ISP Snooping — 2

I am looking into ways to avoid ISP snooping. For my online usage I identified four notable challenges with thwarting an ISP.

  • Email
  • DNS queries
  • RSS feeds
  • My blog

Protecting email is a mess.

By default email is transferred and stored in plain text. Using SSL/TLS prevents viewing the contents of an email during transport, but does not encrypt the meta data (headers and subject line). A snoopy ISP could learn much about a person with only the meta data.

SSL/TLS is good only for first hop and thereafter only temporarily. Unless encrypted at the source the packets are encrypted and decrypted at each hop. Without source side encryption such as PGP, emails at rest on a server are plain text. Encryption is possible but challenging to use.

Webmail interfaces using HTTPS prevent an ISP from snooping the contents but emails remain at rest on that provider’s servers. Many email providers do not encrypt emails. Using webmail with an email account provided by the ISP allows the ISP to snoop content if the mails are stored in plain text.

I seldom use ISP DNS servers, but that does not prevent an ISP from sniffing queries to other DNS servers.

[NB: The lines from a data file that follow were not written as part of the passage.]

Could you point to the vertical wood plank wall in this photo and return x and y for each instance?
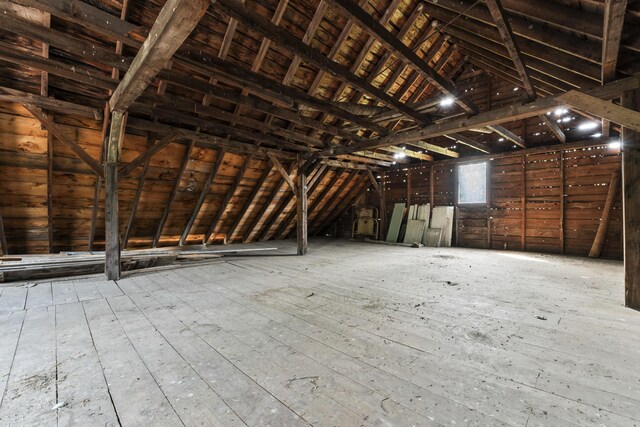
(24, 199)
(543, 202)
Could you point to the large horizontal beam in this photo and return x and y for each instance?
(51, 104)
(488, 118)
(174, 24)
(243, 13)
(607, 110)
(392, 43)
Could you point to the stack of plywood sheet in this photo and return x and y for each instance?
(396, 222)
(415, 231)
(442, 217)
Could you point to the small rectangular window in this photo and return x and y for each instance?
(472, 183)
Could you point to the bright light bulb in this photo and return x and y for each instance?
(588, 126)
(614, 145)
(446, 102)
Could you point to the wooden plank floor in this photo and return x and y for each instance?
(352, 334)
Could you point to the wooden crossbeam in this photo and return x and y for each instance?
(174, 24)
(288, 223)
(344, 201)
(136, 201)
(510, 42)
(278, 186)
(243, 13)
(52, 127)
(601, 234)
(174, 191)
(285, 203)
(100, 23)
(512, 46)
(206, 188)
(125, 170)
(391, 42)
(47, 103)
(470, 142)
(250, 200)
(616, 113)
(287, 178)
(319, 210)
(215, 223)
(546, 36)
(488, 118)
(435, 148)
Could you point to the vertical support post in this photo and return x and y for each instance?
(301, 210)
(409, 190)
(489, 185)
(112, 234)
(382, 229)
(561, 201)
(523, 226)
(3, 238)
(432, 186)
(631, 205)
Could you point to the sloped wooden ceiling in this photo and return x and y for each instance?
(353, 85)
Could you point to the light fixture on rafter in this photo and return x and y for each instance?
(447, 102)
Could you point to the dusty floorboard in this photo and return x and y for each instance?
(352, 334)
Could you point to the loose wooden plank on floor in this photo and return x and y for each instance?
(137, 398)
(81, 385)
(30, 394)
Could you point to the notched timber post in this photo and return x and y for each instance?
(631, 204)
(301, 209)
(3, 238)
(112, 234)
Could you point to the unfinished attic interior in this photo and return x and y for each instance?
(319, 212)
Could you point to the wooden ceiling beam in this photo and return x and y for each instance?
(538, 71)
(65, 42)
(435, 149)
(215, 223)
(260, 216)
(470, 142)
(125, 170)
(486, 35)
(282, 171)
(337, 190)
(50, 104)
(511, 44)
(57, 131)
(174, 191)
(206, 188)
(554, 128)
(283, 38)
(289, 221)
(257, 188)
(614, 12)
(391, 42)
(613, 112)
(173, 25)
(507, 134)
(488, 118)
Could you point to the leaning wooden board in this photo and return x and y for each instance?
(396, 222)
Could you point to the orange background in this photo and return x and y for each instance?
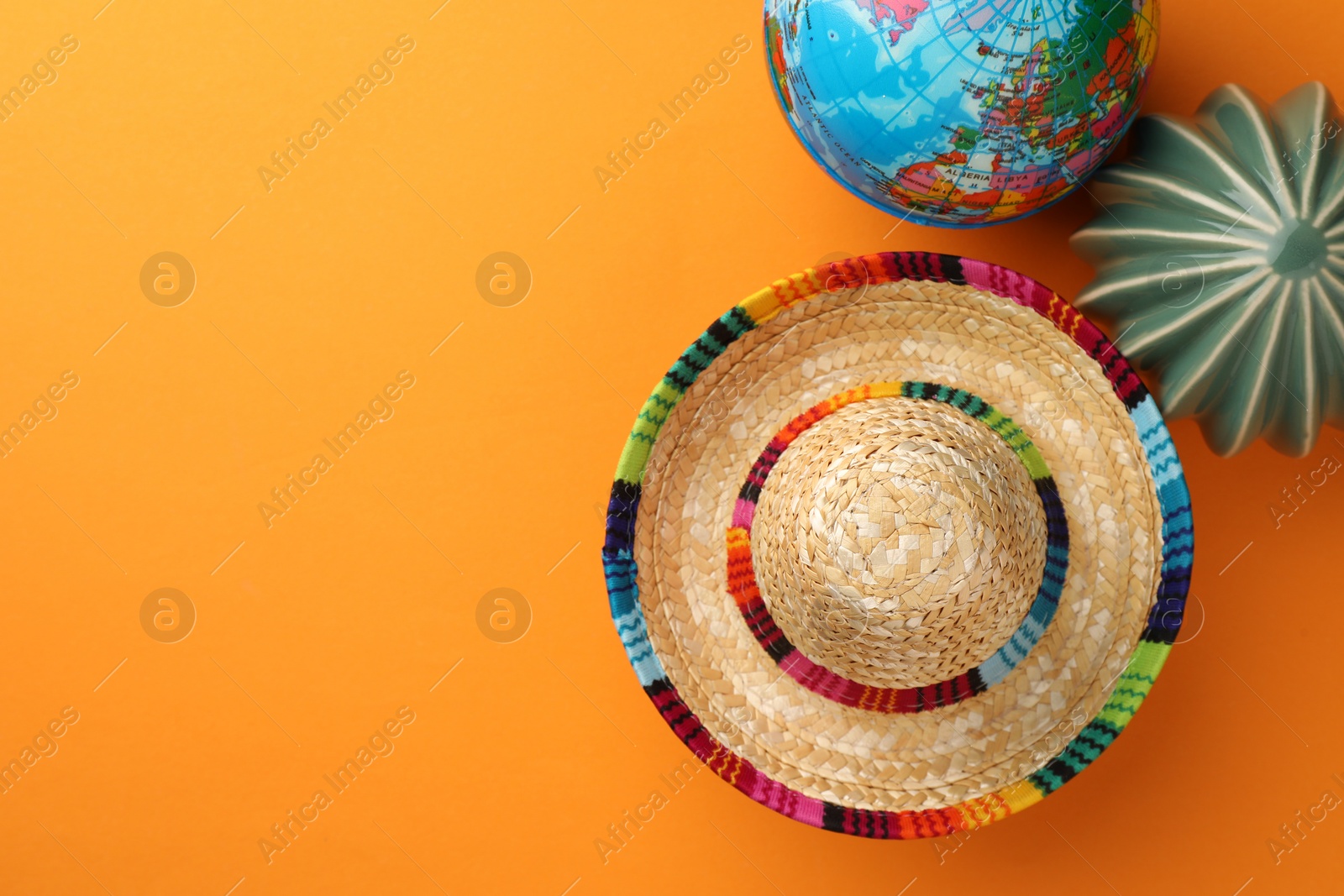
(358, 600)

Happily all of my RSS feeds connect using HTTPS. Unhappily, each feed request reveals my habits because the top level domain name is revealed.

At my blog I use an online alias. My blog content is “safe for work.” I'm not that interesting, but conversely there is no reason for anybody outside my circle of trust to know this information. I update the site only through SSH, but the SSH connection reveals the destination IP address. A snoopy ISP could learn that I visit the site often and surmise that I am the owner of the site.

For other people there is the concern of operating a controversial blog or web site.

Other potential concerns include using my laptop. I'm not an internet cafe person, but sometimes I take my laptop with me when I travel. Mostly when visiting family. While using the laptop in that manner avoids a privacy invasive ISP, using the laptop in that manner introduces its own set of privacy and security challenges.

Another concern is future remote employment. Many employers require using a company virtual private network (VPN) to access the infrastructure. Many companies use common online portals such as Github. I would want to prevent a privacy invasive ISP from being able to snoop that access.

Another concern is visitors to the house. Controlling how other people access the internet is a challenge. While an IP address is not evidence of who was behind a connection, ISP subscription agreements are adhesive and written to protect the ISP.

I have a good grasp of my internet habits, such as web sites and forums I visit regularly, DNS query exposure, and those plain text emails. Although, for example, an ISP could see that I visit reddit, discerning deeper details about my identity and which subreddits I visit requires significant fingerprinting efforts.